On the other hand, the rotor 37 includes a ring-shaped rotor yoke 38, a rotor magnet 39 fixed to the inner periphery of the rotor yoke 38, a synthetic resin rotating plate 40 that supports the rotor yoke 38, and the center of the rotating plate 40. And a rotating shaft 41 provided on the portion, and the rotating shaft 41 is rotatably supported by the support portion 31 of the base 30. The rotor magnet 39 is opposed to the outer peripheral surface of the tip 23a of the tooth 23 in the stator core 22 with a predetermined gap from the radial direction.
Here, each protrusion 26 in the stator 21 is formed between the winding portion of the coil 27 (the base end portion 23b of the tooth 23) and the end portion on the rotor 37 side (the outer peripheral surface of the front end portion 23a of the tooth 23) of the stator core 22. Located between.

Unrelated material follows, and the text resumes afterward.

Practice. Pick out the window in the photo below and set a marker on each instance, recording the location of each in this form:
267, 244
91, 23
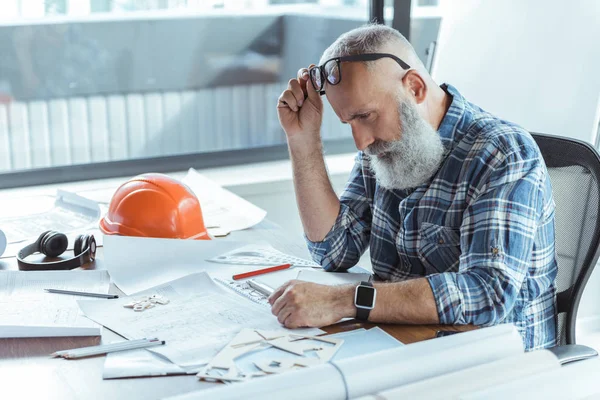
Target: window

According to the first embodiment described above, the following operational effects can be obtained.
In the stator 21, the protruding portion 26 that ties the terminal 27 a of the coil 27 is formed integrally with the insulating layer 25, so that it is different from the case where a separate metal connection terminal is insert-molded in the insulating layer 25. The strength of the protrusion 26 can be ensured, and the thickness can be reduced. Further, since it is not necessary to form a through hole for attaching the connection terminal in the stator core 22, it is possible to suppress deterioration of the motor characteristics.

  Each protrusion 26 in the stator 21 is provided between the winding portion of the coil 27 in the stator core 22 (the base end portion 23b of the tooth 23) and the end portion on the rotor 37 side (the outer peripheral surface of the tip end portion 23a of the tooth 23). Thus, the terminal 27a of the coil 27 and the circuit board 32 can be connected in a place having a relatively large space.

(Second Embodiment)
FIG. 6 shows a second embodiment of the present invention, and this second embodiment is different from the first embodiment described above in the following points. That is, the protrusion 43 provided on the insulating layer 25 is formed in a prismatic shape, in this case, a triangular prism shape.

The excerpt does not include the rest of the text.